Based on findings from the scientific literature, the HT-PEMFC was selected over LT-PEMFC and SOFC technologies due to its favorable operating temperature (160–180 °C) and its tolerance to CO impurities up to about 1% [9], which makes it compatible with the SMR outlet gas composition after WGS and PSA treatment. LT-PEMFCs, although widely studied, require highly pure hydrogen (<10 ppm CO) [17] and suffer from water management issues at low operating temperatures, making their integration with reformers more complex and costly. SOFCs, on the other hand, operate at much higher temperatures (800–1000 °C) [18], which are not compatible with the exhaust gas temperatures of the ICE and suffer from slow start-up dynamics, limiting their applicability in compact hybrid systems. Therefore, the HT-PEMFC was considered the most rational option for the present architecture.
According to the current state of the art and the remaining unexplored options, this paper proposes an innovative hybrid CHP power system to serve an industrial consumer.
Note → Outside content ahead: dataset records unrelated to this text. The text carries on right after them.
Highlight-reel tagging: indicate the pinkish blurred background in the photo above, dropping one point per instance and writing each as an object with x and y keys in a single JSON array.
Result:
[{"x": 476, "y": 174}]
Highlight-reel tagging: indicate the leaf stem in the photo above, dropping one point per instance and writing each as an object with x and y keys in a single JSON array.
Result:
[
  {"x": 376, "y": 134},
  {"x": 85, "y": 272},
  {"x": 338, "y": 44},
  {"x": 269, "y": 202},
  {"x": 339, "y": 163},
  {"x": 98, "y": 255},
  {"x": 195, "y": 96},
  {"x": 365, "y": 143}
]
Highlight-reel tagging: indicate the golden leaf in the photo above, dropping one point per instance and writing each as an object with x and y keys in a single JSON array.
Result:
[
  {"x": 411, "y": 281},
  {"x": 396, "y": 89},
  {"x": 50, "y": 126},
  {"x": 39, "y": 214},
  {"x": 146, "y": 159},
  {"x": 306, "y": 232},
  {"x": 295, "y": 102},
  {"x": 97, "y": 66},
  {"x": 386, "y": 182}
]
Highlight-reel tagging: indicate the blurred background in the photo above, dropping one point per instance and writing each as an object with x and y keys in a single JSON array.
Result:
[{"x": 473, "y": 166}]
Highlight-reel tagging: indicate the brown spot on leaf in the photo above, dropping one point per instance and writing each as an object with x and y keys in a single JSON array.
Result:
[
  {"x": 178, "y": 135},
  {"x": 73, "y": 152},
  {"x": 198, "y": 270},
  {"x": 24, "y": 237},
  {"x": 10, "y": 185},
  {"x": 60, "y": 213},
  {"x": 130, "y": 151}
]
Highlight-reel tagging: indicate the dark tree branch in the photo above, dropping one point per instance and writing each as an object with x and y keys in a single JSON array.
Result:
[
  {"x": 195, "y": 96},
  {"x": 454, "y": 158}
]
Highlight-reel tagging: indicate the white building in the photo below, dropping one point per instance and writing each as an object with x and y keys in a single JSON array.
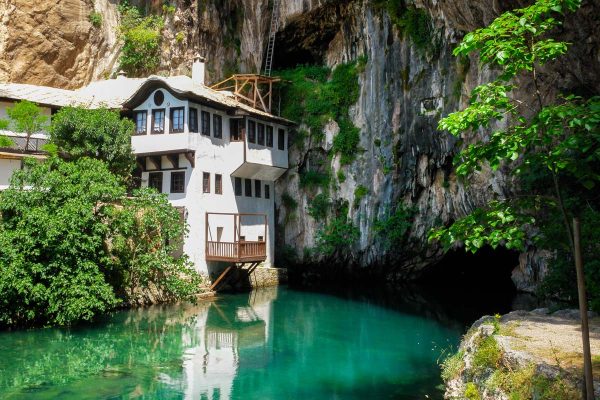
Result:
[{"x": 215, "y": 157}]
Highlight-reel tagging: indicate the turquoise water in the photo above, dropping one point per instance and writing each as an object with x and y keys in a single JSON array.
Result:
[{"x": 270, "y": 344}]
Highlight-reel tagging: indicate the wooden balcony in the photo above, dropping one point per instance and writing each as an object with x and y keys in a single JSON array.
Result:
[
  {"x": 243, "y": 251},
  {"x": 236, "y": 248}
]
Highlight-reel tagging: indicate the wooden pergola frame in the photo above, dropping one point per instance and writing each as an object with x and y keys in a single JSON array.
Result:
[{"x": 251, "y": 89}]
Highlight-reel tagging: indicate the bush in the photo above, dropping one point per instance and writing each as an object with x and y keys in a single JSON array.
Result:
[
  {"x": 63, "y": 241},
  {"x": 336, "y": 236},
  {"x": 141, "y": 37},
  {"x": 101, "y": 134}
]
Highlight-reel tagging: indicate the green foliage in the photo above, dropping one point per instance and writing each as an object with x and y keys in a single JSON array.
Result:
[
  {"x": 414, "y": 22},
  {"x": 101, "y": 134},
  {"x": 59, "y": 223},
  {"x": 452, "y": 366},
  {"x": 471, "y": 392},
  {"x": 498, "y": 225},
  {"x": 315, "y": 95},
  {"x": 393, "y": 227},
  {"x": 319, "y": 206},
  {"x": 487, "y": 356},
  {"x": 95, "y": 19},
  {"x": 141, "y": 36},
  {"x": 338, "y": 235},
  {"x": 359, "y": 193},
  {"x": 314, "y": 179}
]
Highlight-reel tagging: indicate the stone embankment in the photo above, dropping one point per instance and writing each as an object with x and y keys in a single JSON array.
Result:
[{"x": 522, "y": 355}]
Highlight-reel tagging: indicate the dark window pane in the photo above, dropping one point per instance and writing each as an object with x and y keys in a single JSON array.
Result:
[
  {"x": 261, "y": 134},
  {"x": 218, "y": 184},
  {"x": 177, "y": 120},
  {"x": 217, "y": 126},
  {"x": 257, "y": 187},
  {"x": 281, "y": 139},
  {"x": 158, "y": 121},
  {"x": 141, "y": 118},
  {"x": 178, "y": 182},
  {"x": 206, "y": 182},
  {"x": 270, "y": 136},
  {"x": 248, "y": 187},
  {"x": 193, "y": 120},
  {"x": 205, "y": 123},
  {"x": 155, "y": 181},
  {"x": 251, "y": 131},
  {"x": 238, "y": 186}
]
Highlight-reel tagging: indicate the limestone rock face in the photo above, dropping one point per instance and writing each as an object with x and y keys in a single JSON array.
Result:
[
  {"x": 404, "y": 92},
  {"x": 53, "y": 43}
]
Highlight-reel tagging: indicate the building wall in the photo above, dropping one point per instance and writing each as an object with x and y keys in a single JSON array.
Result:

This system is based on the integration of an internal combustion engine (ICE), a Methane Steam Reformer (SMR) for on-site hydrogen production with a CO2 capture system, an HT-PEMFC, and a battery pack. The battery is sized to make the consumer independent from the utility grid. The adopted methodology ensures that the various components of the plant are interconnected through thermal flows and energy balance. This approach aims to reduce consumption and heat losses while mitigating environmental impact by integrating a CO2 capture system. The seamless integration of these components is a result of appropriate design choices and operating conditions that allow for a minimal number of auxiliary systems. On-site hydrogen production also offers significant benefits by reducing transportation costs and associated risks, while also leading to a lower environmental impact by eliminating emissions from transport vehicles. Instead of a storage system, continuous hydrogen usage is planned, as the power to be supplied is fixed.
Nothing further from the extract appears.